Generator definition
To allow the user to pass in the HDF5 filename as an argument, I generated a class that has a __call__
method since from_generator
specifies that the generator has to be callable. This is the generator:
import h5py
import tensorflow as tf
class generator:
def __init__(self, file):
self.file = file
def __call__(self):
with h5py.File(self.file, 'r') as hf:
for im in hf["train_img"]:
yield im
By using a generator, the code should pick up from where it left off at each call from the last time it returned a result, instead of running everything from the beginning again. In this case it is on the next iteration of the inner for
loop. So this should skip opening the file again for reading, keeping it open as long as there is data to yield
. For more on generators, see this excellent Q&A.
Of course, you will have to replace anything inside the with
block to match how your dataset is constructed and what outputs you want to obtain.
Usage example
ds = tf.data.Dataset.from_generator(
generator(hdf5_path),
tf.uint8,
tf.TensorShape([427,561,3]))
value = ds.make_one_shot_iterator().get_next()
# Example on how to read elements
while True:
try:
data = sess.run(value)
print(data.shape)
except tf.errors.OutOfRangeError:
print('done.')
break
Again, in my case I had stored uint8
images of height 427
, width 561
, and 3
color channels in my dataset, so you will need to modify these in the above call to match your use case.
Handling multiple files
I have a proposed solution for handling multiple HDF5 files. The basic idea is to construct a Dataset
from the filenames as usual, and then use the interleave
method to process many input files concurrently, getting samples from each of them to form a batch, for example.
The idea is as follows:
ds = tf.data.Dataset.from_tensor_slices(filenames)
# You might want to shuffle() the filenames here depending on the application
ds = ds.interleave(lambda filename: tf.data.Dataset.from_generator(
generator(filename),
tf.uint8,
tf.TensorShape([427,561,3])),
cycle_length, block_length)
What this does is open cycle_length
files concurrently, and produce block_length
items from each before moving to the next file - see interleave
documentation for details.
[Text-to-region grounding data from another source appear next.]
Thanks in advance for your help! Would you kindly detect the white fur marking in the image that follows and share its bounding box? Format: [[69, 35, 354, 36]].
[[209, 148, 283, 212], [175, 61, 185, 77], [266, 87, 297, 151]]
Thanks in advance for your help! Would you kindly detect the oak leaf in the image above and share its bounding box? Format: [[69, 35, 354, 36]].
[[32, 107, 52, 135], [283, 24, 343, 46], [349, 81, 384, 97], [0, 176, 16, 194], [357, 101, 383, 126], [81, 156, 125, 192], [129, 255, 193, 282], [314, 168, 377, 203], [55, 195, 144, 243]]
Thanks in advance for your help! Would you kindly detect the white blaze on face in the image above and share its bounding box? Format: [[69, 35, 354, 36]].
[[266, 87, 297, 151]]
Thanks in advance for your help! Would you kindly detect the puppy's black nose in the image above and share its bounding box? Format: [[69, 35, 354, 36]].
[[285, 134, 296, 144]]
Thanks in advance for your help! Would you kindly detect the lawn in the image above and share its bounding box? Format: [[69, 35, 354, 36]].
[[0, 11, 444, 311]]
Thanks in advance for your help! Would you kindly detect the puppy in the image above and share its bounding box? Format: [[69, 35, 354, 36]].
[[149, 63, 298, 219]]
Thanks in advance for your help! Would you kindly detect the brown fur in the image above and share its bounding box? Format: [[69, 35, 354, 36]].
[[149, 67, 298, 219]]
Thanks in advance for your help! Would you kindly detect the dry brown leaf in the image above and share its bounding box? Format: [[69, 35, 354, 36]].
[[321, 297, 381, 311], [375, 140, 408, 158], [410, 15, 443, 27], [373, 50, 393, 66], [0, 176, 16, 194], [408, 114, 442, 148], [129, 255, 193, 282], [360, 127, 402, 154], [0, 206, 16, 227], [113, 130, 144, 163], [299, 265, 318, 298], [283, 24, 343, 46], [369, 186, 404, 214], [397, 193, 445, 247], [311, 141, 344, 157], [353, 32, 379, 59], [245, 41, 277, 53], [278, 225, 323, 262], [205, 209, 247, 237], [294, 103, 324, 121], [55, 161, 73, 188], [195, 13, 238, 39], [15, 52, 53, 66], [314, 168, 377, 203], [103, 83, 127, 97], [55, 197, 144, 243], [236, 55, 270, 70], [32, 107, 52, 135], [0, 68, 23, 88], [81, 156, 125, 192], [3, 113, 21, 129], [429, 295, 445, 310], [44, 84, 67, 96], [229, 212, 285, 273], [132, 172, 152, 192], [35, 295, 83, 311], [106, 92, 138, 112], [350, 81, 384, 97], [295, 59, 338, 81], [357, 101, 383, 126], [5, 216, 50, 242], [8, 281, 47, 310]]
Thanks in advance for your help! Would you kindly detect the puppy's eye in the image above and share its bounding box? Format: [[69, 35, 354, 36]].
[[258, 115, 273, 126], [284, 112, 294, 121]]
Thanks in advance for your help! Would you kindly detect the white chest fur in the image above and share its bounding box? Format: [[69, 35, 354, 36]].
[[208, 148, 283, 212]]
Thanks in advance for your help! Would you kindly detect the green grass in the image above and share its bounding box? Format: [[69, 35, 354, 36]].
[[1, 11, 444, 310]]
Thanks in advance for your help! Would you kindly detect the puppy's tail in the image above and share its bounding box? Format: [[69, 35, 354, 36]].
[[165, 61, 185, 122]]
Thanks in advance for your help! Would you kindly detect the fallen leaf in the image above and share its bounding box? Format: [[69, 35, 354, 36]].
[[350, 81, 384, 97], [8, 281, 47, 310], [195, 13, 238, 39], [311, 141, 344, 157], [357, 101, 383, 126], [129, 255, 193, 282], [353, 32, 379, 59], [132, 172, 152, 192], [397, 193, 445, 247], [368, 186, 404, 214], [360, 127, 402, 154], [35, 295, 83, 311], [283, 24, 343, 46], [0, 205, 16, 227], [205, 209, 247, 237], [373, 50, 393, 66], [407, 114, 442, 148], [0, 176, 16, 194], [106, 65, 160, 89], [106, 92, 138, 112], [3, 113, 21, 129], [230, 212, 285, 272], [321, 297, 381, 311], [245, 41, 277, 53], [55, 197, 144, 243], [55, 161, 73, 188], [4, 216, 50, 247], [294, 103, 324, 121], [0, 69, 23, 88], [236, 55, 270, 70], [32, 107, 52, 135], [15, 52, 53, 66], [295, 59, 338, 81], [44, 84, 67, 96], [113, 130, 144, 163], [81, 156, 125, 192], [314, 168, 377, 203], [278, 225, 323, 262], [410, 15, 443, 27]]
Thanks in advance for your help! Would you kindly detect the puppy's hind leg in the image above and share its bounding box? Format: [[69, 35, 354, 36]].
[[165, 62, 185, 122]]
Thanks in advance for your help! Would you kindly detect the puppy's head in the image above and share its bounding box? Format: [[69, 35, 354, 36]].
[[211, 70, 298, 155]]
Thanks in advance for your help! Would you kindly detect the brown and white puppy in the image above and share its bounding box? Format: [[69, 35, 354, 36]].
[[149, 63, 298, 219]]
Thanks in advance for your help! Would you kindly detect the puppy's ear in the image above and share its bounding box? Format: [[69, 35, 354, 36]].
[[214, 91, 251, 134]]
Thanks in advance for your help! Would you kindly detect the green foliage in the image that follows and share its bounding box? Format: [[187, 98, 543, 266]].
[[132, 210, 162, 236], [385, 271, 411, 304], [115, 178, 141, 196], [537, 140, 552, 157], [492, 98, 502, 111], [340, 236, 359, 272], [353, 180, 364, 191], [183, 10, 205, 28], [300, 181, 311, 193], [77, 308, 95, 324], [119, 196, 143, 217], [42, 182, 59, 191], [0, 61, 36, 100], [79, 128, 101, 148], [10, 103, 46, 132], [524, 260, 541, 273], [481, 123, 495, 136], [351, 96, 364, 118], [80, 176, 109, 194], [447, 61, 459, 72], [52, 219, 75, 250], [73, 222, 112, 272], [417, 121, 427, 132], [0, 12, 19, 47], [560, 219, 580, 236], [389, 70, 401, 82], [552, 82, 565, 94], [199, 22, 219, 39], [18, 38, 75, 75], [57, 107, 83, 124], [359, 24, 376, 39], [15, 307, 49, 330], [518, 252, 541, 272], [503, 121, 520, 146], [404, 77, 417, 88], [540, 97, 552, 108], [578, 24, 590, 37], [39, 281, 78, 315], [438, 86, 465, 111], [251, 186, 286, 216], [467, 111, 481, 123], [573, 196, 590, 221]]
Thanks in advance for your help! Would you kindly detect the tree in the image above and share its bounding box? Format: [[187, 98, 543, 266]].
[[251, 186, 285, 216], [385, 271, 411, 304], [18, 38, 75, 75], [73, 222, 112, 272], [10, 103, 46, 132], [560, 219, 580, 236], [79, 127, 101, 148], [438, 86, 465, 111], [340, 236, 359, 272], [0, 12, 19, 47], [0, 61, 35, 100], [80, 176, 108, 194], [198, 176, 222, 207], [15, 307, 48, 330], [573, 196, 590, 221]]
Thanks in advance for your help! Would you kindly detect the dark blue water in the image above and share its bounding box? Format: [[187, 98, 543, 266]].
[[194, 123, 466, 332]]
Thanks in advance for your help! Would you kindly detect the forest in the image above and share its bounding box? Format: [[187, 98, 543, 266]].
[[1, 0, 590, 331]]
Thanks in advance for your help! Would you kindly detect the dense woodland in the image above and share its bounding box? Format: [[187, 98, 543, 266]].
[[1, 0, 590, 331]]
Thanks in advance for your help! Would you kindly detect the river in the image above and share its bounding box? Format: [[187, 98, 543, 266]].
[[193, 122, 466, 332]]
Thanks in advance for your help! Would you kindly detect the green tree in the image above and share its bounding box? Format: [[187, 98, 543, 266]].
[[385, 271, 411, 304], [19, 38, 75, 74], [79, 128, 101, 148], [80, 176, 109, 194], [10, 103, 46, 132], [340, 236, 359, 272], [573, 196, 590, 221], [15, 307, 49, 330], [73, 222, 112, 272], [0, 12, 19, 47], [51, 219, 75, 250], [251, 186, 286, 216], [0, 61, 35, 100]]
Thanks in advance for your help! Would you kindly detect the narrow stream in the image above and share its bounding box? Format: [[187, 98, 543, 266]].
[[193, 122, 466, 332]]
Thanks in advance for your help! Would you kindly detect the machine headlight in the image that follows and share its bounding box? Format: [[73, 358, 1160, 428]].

You can set the values here to match what is appropriate for your application: e.g., do you need to process one file at a time or several concurrently, do you only want to have a single sample at a time from each file, and so on.
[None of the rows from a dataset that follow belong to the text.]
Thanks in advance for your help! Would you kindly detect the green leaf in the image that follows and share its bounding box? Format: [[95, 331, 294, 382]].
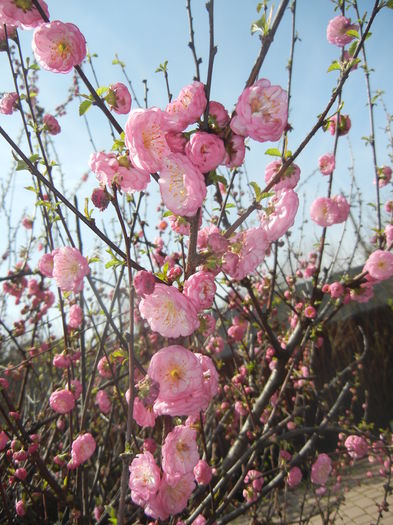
[[208, 171, 227, 186], [79, 100, 92, 116], [15, 160, 29, 172], [96, 86, 108, 96], [348, 40, 357, 57], [386, 0, 393, 8], [162, 210, 173, 217], [327, 61, 341, 72], [24, 186, 37, 193], [29, 154, 40, 163], [250, 181, 263, 203], [265, 148, 281, 157], [346, 29, 359, 38], [155, 60, 168, 73]]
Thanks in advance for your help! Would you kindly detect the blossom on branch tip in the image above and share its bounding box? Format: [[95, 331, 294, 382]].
[[230, 78, 288, 142], [32, 21, 87, 74], [106, 82, 131, 114], [0, 0, 49, 30], [0, 92, 18, 114], [327, 16, 358, 47]]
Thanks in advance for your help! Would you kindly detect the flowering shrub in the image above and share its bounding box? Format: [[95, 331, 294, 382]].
[[0, 1, 393, 524]]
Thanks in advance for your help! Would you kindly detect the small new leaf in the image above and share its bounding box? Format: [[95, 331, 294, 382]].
[[250, 181, 263, 203], [265, 147, 281, 157], [327, 61, 341, 72], [79, 100, 92, 116], [346, 29, 359, 39]]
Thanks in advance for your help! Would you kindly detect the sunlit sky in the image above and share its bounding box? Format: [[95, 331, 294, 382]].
[[1, 0, 393, 282]]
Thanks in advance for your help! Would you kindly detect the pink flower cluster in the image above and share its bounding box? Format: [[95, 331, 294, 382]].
[[68, 433, 96, 469], [260, 189, 299, 242], [38, 247, 90, 293], [344, 435, 368, 460], [310, 194, 350, 227], [327, 16, 358, 47], [129, 424, 207, 519]]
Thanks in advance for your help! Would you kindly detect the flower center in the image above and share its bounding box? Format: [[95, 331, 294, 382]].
[[14, 0, 32, 11]]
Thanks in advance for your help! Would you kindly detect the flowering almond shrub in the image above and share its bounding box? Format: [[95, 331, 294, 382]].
[[0, 1, 393, 524]]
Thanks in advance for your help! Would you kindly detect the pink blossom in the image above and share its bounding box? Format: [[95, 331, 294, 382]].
[[158, 153, 206, 217], [183, 271, 216, 311], [244, 470, 264, 492], [132, 396, 156, 427], [0, 92, 18, 115], [52, 247, 89, 293], [385, 224, 393, 246], [260, 189, 299, 242], [304, 305, 316, 319], [69, 433, 96, 467], [363, 250, 393, 281], [43, 114, 61, 135], [15, 500, 26, 517], [129, 451, 161, 502], [49, 389, 75, 414], [195, 353, 219, 407], [287, 466, 303, 488], [165, 131, 187, 154], [228, 316, 247, 341], [311, 453, 332, 485], [14, 467, 27, 481], [194, 459, 212, 485], [345, 435, 368, 459], [310, 196, 349, 227], [185, 131, 225, 173], [231, 78, 287, 142], [95, 389, 112, 414], [134, 270, 156, 296], [332, 194, 350, 222], [222, 227, 268, 280], [209, 101, 230, 132], [0, 430, 9, 451], [97, 356, 114, 379], [146, 473, 195, 519], [165, 81, 207, 131], [222, 134, 246, 168], [162, 425, 199, 482], [197, 224, 220, 250], [319, 153, 336, 175], [53, 353, 71, 369], [0, 0, 49, 29], [32, 21, 86, 74], [70, 379, 82, 400], [329, 282, 344, 298], [125, 107, 171, 172], [139, 283, 199, 338], [327, 114, 351, 136], [38, 253, 54, 277], [378, 166, 392, 187], [148, 345, 204, 416], [265, 160, 300, 191], [106, 82, 131, 114], [350, 282, 374, 303], [68, 304, 83, 329], [199, 313, 216, 337], [22, 217, 33, 229], [327, 16, 358, 47], [91, 188, 110, 210]]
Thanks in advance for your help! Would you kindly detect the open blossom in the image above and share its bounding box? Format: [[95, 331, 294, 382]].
[[97, 356, 115, 379], [95, 389, 111, 414], [158, 153, 206, 217], [194, 459, 212, 485], [43, 114, 61, 135], [134, 270, 156, 296], [222, 227, 268, 280], [344, 435, 368, 459], [165, 81, 207, 131], [185, 131, 225, 173], [144, 473, 195, 520], [139, 283, 199, 338], [0, 92, 18, 115], [311, 453, 332, 485], [319, 153, 336, 175], [129, 451, 161, 503], [310, 195, 349, 227], [0, 0, 49, 29], [183, 271, 216, 311], [32, 21, 87, 74], [209, 101, 230, 132], [195, 353, 219, 406], [52, 247, 90, 293], [363, 250, 393, 281], [69, 433, 96, 467], [106, 82, 131, 114], [260, 189, 299, 242], [265, 160, 300, 191], [125, 107, 171, 173], [327, 16, 358, 47], [49, 389, 75, 414], [161, 425, 199, 482], [15, 500, 26, 517], [230, 78, 287, 142], [148, 345, 204, 416], [378, 166, 392, 188]]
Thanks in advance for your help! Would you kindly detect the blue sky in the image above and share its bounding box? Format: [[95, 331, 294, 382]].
[[1, 0, 393, 281]]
Edit: for a parallel version, take a look at tf.contrib.data.parallel_interleave
!
Possible caveats
Be aware of the peculiarities of using from_generator
if you decide to go with the solution. For Tensorflow 1.6.0, the documentation of from_generator
mentions these two notes.
It may be challenging to apply this across different environments or with distributed training:
NOTE: The current implementation of Dataset.from_generator() uses
tf.py_func and inherits the same constraints. In particular, it
requires the Dataset- and Iterator-related operations to be placed on
a device in the same process as the Python program that called
Dataset.from_generator(). The body of generator will not be serialized
in a GraphDef, and you should not use this method if you need to
serialize your model and restore it in a different environment.
Be careful if the generator depends on external state:
NOTE: If generator depends on mutable global variables or other
external state, be aware that the runtime may invoke generator
multiple times (in order to support repeating the Dataset) and at any
time between the call to Dataset.from_generator() and the production
of the first element from the generator. Mutating global variables or
external state can cause undefined behavior, and we recommend that you
explicitly cache any external state in generator before calling
Dataset.from_generator().